Indeed, while Ellenberger is only making his second appearance in the Octagon, he has the benefit of training with and cornering his brother for most of his fights over the past several years, so being around the lights, the stage and the larger than life personalities that make up the UFC is old hat to him.
“Look at Sergio Pettis,” he said. “He’s got his brother Anthony in his corner, so he can attest to this as much as I. My brother has sacrificed a lot and has paid his dues in this sport. When someone like that is in your corner who believes in you even more than you do, it’s really inspiring and emotional. And another way I look at it is, if Jake Ellenberger can’t finish me in those ten rounds we spar every day, there’s no way Barberena is going to. It’s a big confidence booster and it’s great to have him in my corner.”
The fact that Jake fights at 170 pounds will also come in handy for Joe, as his opponent Baberena has fought up to 185 pounds in the past.
“I imagine he’s going to be a lot bigger than me,” Ellenberger says. “He’s tall and thick and he trains down at the MMA Lab with Rick Story and Ben Henderson, so he’s got a good bunch of hard-nosed, tough guys to work with. I’m not expecting this fight to be easy by any means. He hasn’t fought in quite a while like me in my last fight, but he’ll come ready to win in his debut and knock me off, but I’m looking to use him to help get to the next level.”
The next level he’s thinking about isn’t so much a slow and steady wins the race type of thing. He’s looking to make his mark on one of the most dynamic divisions in the sport, and fast.

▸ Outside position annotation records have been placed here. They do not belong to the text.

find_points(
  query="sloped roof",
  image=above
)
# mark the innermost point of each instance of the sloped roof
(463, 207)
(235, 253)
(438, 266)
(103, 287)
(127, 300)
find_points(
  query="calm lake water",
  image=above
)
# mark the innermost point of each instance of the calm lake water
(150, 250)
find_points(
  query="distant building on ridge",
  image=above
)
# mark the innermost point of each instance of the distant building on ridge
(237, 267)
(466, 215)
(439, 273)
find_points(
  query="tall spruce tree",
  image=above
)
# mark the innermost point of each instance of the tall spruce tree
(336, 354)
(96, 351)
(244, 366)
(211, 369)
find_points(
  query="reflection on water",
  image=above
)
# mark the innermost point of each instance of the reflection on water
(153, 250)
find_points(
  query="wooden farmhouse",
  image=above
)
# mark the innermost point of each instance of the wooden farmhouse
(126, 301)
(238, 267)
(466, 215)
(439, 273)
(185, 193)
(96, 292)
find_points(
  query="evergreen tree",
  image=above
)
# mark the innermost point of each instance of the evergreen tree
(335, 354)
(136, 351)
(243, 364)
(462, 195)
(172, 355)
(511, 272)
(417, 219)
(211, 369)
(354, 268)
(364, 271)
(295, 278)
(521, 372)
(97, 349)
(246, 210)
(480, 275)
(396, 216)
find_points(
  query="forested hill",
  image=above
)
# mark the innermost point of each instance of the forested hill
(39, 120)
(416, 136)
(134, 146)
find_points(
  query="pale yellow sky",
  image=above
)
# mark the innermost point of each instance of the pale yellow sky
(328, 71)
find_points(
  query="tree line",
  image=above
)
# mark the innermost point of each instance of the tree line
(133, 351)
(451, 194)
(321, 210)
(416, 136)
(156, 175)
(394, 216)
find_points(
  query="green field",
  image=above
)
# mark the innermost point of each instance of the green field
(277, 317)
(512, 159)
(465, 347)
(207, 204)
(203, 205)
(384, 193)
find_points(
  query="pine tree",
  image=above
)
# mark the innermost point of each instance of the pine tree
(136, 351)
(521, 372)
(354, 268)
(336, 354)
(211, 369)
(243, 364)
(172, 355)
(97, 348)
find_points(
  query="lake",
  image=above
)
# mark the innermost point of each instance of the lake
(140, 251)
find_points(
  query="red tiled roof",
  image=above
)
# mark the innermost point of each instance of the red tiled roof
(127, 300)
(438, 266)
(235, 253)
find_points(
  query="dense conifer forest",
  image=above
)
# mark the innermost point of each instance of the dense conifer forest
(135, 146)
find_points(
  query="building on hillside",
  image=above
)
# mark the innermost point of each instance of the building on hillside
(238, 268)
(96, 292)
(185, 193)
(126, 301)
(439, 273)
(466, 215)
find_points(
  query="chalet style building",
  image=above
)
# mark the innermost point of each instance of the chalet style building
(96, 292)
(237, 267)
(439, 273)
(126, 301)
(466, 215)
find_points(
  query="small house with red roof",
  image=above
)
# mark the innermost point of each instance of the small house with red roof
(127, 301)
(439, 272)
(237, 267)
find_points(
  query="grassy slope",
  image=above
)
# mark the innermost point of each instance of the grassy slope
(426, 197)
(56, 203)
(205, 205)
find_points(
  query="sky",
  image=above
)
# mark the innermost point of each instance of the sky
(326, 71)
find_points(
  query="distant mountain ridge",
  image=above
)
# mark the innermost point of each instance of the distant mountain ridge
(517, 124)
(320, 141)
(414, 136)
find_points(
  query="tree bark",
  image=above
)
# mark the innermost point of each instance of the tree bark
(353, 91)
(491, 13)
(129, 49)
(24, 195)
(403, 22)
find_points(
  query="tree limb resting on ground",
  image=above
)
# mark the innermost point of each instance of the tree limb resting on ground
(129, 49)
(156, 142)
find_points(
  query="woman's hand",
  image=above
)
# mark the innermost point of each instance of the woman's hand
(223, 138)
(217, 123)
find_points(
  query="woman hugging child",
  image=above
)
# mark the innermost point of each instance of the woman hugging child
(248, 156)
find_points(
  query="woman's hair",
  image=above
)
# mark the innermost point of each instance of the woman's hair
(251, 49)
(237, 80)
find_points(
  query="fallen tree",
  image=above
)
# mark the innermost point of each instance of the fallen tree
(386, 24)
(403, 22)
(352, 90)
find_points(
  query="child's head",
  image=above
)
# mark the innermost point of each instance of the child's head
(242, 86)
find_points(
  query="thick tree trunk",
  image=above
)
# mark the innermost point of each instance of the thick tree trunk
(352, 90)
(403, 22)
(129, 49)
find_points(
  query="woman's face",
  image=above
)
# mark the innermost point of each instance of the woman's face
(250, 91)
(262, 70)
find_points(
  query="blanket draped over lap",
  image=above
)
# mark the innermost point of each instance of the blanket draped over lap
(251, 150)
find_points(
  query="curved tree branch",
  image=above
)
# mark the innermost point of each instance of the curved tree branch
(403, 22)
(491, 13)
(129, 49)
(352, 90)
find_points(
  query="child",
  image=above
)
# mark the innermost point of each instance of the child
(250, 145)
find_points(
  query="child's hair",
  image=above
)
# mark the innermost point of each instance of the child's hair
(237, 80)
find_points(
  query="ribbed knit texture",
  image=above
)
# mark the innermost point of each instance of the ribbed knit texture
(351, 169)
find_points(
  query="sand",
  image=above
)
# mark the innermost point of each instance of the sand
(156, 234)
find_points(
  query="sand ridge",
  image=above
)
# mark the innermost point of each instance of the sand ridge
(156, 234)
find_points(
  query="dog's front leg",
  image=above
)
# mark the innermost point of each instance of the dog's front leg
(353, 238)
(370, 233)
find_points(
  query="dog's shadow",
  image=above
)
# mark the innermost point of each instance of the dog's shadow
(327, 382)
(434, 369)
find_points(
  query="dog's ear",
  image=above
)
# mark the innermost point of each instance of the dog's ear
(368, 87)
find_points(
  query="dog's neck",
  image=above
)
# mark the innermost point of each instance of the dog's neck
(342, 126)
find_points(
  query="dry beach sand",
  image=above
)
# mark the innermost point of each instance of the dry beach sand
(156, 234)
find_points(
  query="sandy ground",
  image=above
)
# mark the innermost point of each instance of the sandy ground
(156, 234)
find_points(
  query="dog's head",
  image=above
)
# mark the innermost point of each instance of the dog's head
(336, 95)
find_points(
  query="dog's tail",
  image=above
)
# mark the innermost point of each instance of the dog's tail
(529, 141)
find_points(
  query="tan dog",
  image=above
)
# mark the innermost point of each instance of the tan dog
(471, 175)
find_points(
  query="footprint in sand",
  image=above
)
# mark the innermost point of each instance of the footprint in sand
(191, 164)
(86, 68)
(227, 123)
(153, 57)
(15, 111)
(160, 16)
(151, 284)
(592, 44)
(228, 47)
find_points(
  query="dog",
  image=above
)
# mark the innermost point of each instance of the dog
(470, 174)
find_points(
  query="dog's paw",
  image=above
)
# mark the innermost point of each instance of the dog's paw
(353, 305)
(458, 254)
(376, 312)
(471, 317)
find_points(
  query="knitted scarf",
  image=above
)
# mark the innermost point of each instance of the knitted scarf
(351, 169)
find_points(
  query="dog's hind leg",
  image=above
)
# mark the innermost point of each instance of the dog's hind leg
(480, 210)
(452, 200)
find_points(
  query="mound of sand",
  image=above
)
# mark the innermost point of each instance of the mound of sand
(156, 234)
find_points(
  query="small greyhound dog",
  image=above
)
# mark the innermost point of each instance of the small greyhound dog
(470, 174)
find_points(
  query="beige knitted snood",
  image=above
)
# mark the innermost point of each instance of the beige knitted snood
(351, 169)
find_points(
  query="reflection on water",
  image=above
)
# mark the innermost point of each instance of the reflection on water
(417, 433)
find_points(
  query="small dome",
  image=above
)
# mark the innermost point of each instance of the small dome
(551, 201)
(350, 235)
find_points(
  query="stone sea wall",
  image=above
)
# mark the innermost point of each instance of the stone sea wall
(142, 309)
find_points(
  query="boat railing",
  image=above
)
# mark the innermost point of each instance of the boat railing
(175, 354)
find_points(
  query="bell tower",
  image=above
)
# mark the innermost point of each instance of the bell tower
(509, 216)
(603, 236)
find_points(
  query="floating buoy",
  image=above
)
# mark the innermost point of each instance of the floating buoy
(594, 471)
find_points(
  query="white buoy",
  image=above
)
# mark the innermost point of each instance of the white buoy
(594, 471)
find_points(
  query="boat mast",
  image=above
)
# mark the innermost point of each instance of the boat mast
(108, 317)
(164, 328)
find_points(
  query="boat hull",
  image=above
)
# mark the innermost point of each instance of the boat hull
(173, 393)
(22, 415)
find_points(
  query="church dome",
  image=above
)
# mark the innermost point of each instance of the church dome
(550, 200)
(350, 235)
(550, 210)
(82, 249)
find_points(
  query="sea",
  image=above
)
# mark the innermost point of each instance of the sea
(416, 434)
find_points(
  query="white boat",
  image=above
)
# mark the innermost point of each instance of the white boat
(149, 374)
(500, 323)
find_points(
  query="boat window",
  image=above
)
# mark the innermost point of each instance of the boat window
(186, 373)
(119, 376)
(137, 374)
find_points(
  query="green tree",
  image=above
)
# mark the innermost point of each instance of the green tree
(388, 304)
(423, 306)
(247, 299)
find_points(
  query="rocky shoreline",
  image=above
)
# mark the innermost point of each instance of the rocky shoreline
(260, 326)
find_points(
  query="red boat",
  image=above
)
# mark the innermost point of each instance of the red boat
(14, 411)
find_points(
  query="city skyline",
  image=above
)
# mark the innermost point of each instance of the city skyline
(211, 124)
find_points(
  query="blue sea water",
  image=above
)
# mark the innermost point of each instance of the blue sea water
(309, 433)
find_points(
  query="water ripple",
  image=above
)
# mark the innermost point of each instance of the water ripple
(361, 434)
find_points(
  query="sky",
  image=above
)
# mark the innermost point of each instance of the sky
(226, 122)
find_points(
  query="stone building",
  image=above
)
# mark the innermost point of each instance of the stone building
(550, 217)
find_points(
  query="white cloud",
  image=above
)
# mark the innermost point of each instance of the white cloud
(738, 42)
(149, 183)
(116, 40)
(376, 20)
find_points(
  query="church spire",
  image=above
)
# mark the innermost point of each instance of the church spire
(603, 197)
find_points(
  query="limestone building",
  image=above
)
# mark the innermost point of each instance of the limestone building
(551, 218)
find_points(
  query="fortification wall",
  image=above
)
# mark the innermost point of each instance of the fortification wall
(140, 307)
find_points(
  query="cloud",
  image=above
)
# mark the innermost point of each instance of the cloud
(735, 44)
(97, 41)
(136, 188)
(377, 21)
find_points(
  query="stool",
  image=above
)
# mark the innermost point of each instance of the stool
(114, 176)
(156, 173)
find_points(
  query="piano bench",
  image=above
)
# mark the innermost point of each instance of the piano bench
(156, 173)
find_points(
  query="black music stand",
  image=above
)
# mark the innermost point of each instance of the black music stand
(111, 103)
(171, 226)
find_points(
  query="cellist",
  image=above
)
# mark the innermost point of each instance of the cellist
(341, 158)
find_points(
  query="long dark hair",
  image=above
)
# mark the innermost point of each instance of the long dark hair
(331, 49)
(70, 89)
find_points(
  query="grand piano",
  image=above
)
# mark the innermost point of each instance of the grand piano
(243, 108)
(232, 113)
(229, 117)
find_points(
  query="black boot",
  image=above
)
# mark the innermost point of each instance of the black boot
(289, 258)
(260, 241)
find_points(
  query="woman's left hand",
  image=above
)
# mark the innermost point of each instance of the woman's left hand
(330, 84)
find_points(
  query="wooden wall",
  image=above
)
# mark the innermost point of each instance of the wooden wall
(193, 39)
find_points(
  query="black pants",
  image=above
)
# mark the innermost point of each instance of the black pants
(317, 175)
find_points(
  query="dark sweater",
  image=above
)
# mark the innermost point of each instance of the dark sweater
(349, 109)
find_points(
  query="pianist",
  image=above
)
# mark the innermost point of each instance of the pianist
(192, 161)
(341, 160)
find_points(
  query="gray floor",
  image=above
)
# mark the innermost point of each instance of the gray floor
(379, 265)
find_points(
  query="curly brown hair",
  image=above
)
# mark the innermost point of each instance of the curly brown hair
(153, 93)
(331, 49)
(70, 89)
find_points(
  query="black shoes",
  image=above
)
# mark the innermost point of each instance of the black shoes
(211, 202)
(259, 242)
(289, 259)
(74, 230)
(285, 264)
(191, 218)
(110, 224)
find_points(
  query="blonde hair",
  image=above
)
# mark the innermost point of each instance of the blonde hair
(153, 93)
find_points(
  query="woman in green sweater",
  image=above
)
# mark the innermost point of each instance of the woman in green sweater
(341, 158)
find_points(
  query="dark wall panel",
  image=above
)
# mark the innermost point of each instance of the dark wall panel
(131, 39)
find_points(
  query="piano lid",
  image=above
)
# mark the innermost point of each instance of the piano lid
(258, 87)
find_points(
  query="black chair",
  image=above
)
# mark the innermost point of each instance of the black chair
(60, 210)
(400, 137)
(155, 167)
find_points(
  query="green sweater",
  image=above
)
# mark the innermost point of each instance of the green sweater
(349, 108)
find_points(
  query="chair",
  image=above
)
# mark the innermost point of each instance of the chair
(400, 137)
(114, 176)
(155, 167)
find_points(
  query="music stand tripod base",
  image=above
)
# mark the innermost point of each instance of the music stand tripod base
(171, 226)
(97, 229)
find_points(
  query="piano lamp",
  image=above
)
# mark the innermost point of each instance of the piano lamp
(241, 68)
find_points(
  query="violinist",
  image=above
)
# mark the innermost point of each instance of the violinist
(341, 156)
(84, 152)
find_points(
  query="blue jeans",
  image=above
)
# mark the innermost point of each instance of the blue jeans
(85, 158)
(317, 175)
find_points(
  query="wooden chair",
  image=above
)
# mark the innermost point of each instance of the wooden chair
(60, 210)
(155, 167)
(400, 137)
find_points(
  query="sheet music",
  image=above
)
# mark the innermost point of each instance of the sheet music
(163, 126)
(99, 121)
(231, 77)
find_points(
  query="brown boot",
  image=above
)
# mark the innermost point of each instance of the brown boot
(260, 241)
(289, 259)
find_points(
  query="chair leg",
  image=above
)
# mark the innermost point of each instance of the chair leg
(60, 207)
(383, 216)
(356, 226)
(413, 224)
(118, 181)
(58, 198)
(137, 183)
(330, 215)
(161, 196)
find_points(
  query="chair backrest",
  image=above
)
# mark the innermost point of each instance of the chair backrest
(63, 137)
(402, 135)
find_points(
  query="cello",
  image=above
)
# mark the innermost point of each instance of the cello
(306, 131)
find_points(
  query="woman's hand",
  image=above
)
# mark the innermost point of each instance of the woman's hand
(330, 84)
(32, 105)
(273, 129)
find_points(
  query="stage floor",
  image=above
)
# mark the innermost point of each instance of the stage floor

“I’m not in the game to fight some guys, collect some checks and say I was in it,” he said. “I want to fight for the UFC gold. If that’s not your goal, then I don’t understand what you’re in the sport for. It isn’t about money and glory. When you’re in the gym putting the work in, and you’re getting better and better, anybody in the division can be less than five fights away from a title shot now, so my goal now is to build some steam, improve my game and climb the ranks as fast as possible. Look at Robbie Lawler. A few years ago he was in danger of being cut from Strikeforce, and now he’s the UFC welterweight champion. It’s about working hard and believing in something that is bigger than sport. It’s about believing in you.”
Coming from someone who just a few years ago was in danger of being cut from something much bigger than a fight organization, those are inspiring words that mean more than just filling quotes for some article. Those are heartfelt beliefs that have carried Joe through some dark days on his way to where his today.
“It’s funny,” he says. “When I first got diagnosed, my doctors thought I was a professional wrestler. They didn’t really understand what MMA was at the time. But now they know what it is and what it is I do for a living, and I think they have respect for not only the sport, but for what it takes to compete. I think they understand the kind of heart it takes to not only be in the UFC, but also to fight a disease like the one I have. I have to train smarter, not harder. I have to recover every day and make sure I stay healthy. My body has been through a lot just with my disease, so fighting is something that my doctors aren’t too thrilled with, but they understand and I think, in a way, what I do for a living has helped me survive.”